La Bulgarie est devenue le 21e membre de la zone euro, rejoignant l'union monétaire après un parcours marqué par l'instabilité politique et une opinion publique divisée. Cette décision, qui voit le remplacement du lev bulgare par l'euro, positionne la Bulgarie aux côtés des autres membres de la zone euro, bien que le pays soit le plus pauvre de l'Union européenne, selon Reuters.
La transition a été une source de discorde en Bulgarie, divisant la population de 6,5 millions d'habitants. Les sondages d'opinion indiquent une division presque égale entre ceux qui accueillent favorablement l'euro et ceux qui nourrissent des réserves. Pour les Bulgares plus jeunes, urbains et entrepreneurs, l'adoption de l'euro est considérée comme une étape positive, intégrant davantage la nation dans le courant dominant européen, après son adhésion à l'OTAN, à l'UE et à la zone Schengen.
Cependant, les segments plus âgés, ruraux et plus conservateurs de la population expriment la peur et le ressentiment face à ce changement. Le lev, qui signifie lion, est la monnaie nationale depuis 1881. Depuis 1997, le lev est arrimé à d'autres devises européennes, initialement le deutsche mark, puis l'euro.

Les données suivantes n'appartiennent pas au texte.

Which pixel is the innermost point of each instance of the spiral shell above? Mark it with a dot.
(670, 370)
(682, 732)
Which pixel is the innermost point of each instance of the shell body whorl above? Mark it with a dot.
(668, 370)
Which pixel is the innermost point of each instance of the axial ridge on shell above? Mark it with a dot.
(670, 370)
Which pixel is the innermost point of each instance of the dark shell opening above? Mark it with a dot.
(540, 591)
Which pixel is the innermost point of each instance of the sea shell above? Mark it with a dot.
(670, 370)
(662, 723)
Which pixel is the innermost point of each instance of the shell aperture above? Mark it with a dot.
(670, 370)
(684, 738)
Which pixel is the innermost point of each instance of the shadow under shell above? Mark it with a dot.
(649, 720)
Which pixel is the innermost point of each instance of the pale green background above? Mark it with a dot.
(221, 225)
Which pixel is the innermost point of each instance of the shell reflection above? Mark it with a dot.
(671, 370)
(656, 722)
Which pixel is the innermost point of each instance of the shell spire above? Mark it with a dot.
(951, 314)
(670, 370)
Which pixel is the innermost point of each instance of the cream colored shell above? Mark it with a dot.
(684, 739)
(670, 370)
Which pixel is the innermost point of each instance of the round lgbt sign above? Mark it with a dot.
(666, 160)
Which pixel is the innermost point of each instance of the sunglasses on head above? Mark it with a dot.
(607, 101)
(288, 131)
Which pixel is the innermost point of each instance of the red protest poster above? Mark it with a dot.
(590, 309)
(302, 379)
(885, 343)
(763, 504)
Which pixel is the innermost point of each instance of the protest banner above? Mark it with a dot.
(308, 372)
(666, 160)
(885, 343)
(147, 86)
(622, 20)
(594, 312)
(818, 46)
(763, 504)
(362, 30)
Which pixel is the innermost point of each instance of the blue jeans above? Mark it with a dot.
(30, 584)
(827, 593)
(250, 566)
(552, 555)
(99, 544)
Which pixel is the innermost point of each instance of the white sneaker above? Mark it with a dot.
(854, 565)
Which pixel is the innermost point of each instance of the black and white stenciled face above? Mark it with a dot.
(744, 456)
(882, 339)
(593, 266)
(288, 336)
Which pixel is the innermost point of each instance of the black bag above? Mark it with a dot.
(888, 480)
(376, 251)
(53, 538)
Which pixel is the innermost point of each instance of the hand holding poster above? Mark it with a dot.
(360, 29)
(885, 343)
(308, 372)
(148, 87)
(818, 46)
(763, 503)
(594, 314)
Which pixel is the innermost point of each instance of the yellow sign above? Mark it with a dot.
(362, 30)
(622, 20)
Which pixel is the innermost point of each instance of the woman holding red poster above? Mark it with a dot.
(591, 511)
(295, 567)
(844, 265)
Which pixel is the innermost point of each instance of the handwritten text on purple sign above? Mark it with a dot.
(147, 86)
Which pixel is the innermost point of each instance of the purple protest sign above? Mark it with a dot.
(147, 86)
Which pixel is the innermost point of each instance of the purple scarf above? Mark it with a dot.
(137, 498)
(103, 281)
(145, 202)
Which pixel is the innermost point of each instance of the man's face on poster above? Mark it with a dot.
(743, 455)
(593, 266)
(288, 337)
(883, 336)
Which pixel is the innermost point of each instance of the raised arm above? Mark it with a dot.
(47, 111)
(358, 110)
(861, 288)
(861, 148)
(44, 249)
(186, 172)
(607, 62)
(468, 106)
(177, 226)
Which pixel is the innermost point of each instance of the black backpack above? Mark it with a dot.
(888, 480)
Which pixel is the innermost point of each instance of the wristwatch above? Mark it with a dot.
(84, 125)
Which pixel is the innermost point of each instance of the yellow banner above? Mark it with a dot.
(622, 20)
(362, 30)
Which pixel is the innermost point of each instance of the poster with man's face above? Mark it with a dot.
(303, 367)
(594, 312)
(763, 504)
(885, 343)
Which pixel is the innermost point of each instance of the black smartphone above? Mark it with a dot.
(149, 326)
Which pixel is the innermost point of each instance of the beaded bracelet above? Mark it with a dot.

Les troubles politiques ont encore compliqué la transition. Le gouvernement de coalition du Premier ministre Rosen Zhelyazkov a été confronté à un vote de confiance le 11 décembre.
Les magasins bulgares affichent les prix en lev et en euros depuis août en préparation du passage à la nouvelle monnaie. L'adoption de l'euro représente une étape majeure pour la Bulgarie, mais la voie à suivre nécessite de tenir compte des préoccupations d'une population divisée et de maintenir la stabilité politique.